Measuring Principals' Content Knowledge of Learning-Centered Leadership
The core challenge facing America’s schools, especially urban schools, is the improvement of students’ opportunities to learn. Such improvement will ultimately depend on improving teaching practice. The available evidence suggests that schools that cultivate particular in-school processes and conditions such as developing a shared vision and instructional norms, taking collective responsibility for students’ academic success, and supporting regular reflective dialogue among staff, create incentives and opportunities for teachers to improve (Purkey & Smith, 1983; Bryk & Driscoll, 1985; Newmann & Wehlage, 1995; Camburn, 1997). School leadership, especially principal leadership, is widely recognized as important in promoting these in-school processes and conditions (Rosenholtz, 1989; Lieberman, Falk, & Alexander, 1994; Louis, Marks, & Kruse, 1996; Sheppard, 1996; Bryk, Camburn, & Louis, 1999). Hence, meeting the excellence and equity challenge in urban schools will depend on school leaders who can effectively lead improvement in instructional practice (Barth, 1986; Leithwood, 1994).
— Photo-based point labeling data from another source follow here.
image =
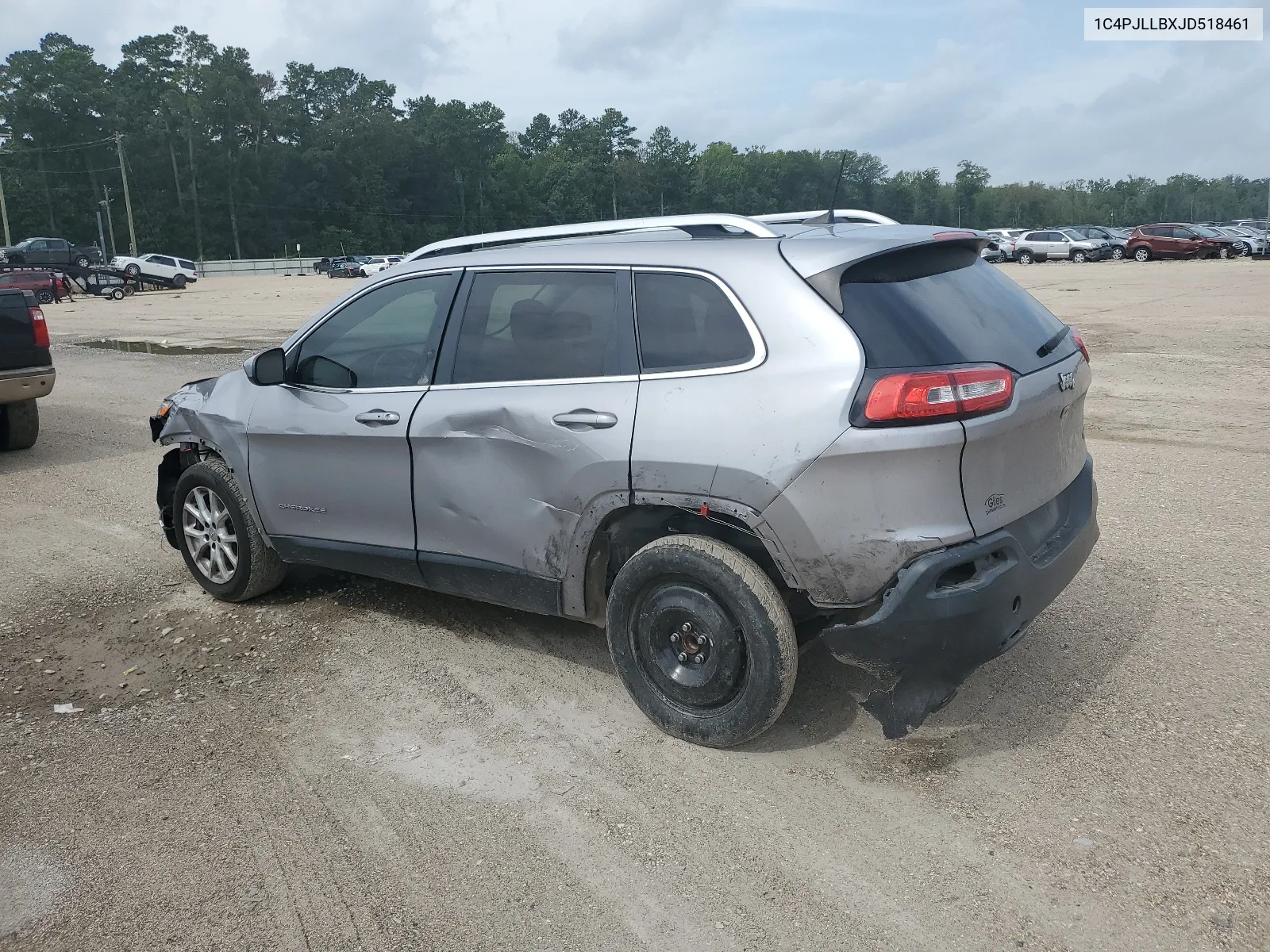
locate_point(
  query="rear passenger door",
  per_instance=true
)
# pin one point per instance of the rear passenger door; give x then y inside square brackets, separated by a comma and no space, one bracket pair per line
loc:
[527,431]
[694,338]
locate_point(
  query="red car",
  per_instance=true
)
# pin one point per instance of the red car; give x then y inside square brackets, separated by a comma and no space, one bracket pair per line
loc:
[48,287]
[1176,240]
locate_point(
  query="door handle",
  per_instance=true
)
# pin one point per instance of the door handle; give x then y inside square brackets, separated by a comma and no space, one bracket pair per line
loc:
[584,419]
[378,418]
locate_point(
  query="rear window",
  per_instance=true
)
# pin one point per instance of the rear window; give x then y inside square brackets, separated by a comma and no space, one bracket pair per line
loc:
[943,305]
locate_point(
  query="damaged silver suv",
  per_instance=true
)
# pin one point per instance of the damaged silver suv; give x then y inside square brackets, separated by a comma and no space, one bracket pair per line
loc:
[721,438]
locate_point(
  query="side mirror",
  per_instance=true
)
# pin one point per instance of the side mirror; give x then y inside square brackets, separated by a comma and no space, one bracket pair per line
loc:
[267,368]
[323,372]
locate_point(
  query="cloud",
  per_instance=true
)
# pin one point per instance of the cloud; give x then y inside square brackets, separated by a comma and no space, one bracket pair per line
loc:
[633,36]
[1009,84]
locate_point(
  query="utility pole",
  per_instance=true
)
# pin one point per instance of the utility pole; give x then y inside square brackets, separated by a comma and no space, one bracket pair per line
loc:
[110,221]
[99,232]
[127,198]
[4,211]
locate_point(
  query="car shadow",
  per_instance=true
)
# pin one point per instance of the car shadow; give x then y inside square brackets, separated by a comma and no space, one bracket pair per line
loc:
[75,435]
[1037,689]
[1030,693]
[468,620]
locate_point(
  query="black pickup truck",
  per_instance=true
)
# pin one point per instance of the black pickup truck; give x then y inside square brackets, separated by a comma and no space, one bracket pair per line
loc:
[25,368]
[42,253]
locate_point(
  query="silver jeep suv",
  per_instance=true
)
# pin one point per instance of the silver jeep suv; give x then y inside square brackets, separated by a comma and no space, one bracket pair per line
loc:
[722,440]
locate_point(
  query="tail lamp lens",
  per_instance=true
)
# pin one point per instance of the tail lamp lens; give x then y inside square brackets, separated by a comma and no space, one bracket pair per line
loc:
[38,327]
[940,393]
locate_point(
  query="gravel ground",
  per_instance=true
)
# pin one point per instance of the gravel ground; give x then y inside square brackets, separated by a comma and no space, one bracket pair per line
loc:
[352,765]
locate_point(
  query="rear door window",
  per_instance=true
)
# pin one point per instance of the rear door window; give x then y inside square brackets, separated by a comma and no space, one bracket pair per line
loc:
[687,323]
[943,305]
[545,325]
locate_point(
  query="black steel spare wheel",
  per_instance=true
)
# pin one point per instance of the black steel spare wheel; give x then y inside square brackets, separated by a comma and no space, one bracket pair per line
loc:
[702,640]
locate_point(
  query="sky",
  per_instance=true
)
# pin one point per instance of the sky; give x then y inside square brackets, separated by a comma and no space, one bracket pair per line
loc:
[1010,84]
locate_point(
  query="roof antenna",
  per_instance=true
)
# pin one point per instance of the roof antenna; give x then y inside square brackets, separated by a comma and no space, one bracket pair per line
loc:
[827,219]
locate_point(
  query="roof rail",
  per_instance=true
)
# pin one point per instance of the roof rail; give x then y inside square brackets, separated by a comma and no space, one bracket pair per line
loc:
[695,225]
[849,216]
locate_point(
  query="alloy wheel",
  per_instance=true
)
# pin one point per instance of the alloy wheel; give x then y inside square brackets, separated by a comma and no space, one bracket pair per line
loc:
[210,535]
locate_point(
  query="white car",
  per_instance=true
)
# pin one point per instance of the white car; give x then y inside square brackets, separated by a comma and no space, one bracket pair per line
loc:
[378,264]
[167,270]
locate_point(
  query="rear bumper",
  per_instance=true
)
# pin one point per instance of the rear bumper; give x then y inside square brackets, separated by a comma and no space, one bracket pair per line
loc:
[952,609]
[27,384]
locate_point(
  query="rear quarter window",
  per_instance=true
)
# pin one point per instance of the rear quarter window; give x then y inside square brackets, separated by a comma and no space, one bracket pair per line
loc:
[943,305]
[686,323]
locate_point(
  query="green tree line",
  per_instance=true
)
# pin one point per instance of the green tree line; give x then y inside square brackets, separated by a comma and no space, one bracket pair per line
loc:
[225,162]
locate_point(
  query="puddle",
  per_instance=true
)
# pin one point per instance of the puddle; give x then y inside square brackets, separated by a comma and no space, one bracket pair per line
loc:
[149,347]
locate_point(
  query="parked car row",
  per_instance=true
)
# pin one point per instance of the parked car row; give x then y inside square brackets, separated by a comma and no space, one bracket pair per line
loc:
[1095,243]
[355,266]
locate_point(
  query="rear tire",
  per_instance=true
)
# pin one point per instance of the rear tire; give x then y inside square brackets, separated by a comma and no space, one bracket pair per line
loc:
[692,596]
[230,539]
[19,425]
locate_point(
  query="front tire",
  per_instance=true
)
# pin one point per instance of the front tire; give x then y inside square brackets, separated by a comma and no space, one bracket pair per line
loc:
[19,425]
[220,543]
[683,598]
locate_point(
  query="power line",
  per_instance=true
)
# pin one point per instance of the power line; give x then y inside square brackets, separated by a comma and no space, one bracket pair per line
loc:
[59,149]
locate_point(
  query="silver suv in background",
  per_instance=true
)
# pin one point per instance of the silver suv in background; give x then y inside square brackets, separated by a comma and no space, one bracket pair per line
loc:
[1060,243]
[722,440]
[1117,243]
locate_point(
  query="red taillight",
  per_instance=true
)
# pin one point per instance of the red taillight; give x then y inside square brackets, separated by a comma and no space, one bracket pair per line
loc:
[37,324]
[1080,342]
[940,393]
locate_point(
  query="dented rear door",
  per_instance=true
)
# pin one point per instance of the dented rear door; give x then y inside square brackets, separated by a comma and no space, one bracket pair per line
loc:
[529,428]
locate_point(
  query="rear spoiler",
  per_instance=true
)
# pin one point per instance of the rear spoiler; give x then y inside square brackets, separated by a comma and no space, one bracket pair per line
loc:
[810,257]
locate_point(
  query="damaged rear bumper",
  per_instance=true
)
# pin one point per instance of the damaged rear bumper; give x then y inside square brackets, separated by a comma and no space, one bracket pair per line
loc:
[952,611]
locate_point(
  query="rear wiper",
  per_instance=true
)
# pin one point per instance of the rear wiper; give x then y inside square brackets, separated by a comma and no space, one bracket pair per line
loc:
[1049,346]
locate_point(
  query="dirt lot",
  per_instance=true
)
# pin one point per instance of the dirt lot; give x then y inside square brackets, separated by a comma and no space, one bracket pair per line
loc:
[351,765]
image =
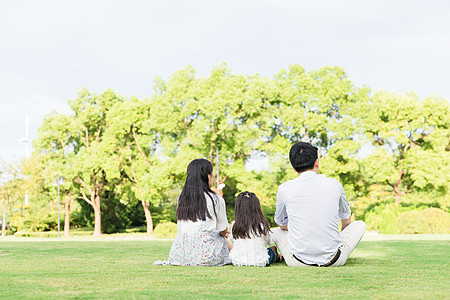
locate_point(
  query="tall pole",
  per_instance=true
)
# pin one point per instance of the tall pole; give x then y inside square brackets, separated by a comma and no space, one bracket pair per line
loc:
[59,221]
[217,167]
[26,142]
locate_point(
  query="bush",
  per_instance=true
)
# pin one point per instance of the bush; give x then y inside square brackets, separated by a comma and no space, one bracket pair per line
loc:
[383,219]
[166,230]
[430,220]
[389,219]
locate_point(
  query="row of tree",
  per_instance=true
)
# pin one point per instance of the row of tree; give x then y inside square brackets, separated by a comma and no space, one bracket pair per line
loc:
[114,152]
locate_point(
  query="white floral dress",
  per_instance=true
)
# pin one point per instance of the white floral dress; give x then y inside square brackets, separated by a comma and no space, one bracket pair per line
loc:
[199,243]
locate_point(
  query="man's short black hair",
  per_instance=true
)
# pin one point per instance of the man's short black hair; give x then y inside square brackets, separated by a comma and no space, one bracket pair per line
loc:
[303,156]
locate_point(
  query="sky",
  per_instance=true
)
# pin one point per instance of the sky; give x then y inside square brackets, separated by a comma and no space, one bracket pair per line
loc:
[51,49]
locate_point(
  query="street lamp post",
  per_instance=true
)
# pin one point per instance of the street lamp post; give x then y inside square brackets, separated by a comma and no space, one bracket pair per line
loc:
[59,180]
[26,141]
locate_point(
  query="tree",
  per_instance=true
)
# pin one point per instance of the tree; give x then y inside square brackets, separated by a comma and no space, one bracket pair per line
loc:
[142,150]
[75,145]
[411,140]
[320,107]
[221,113]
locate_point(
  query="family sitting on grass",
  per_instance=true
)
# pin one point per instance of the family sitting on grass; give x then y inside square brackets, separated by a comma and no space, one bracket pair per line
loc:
[307,212]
The knowledge base on developing school leadership capacity is thin. While principal preparation and professional development programs are numerous, and new programs frequently appear on the scene, we lack strong empirical evidence about whether and how these programs contribute to improved school leadership practice. We also lack robust empirical evidence about how school leadership practice is connected to teachers’ efforts to improve their teaching and to student achievement. The experimental evidence on principals, their practice, and the effect of principal training programs (either professional development or pre-service) is virtually nonexistent (Camburn et al., 2007).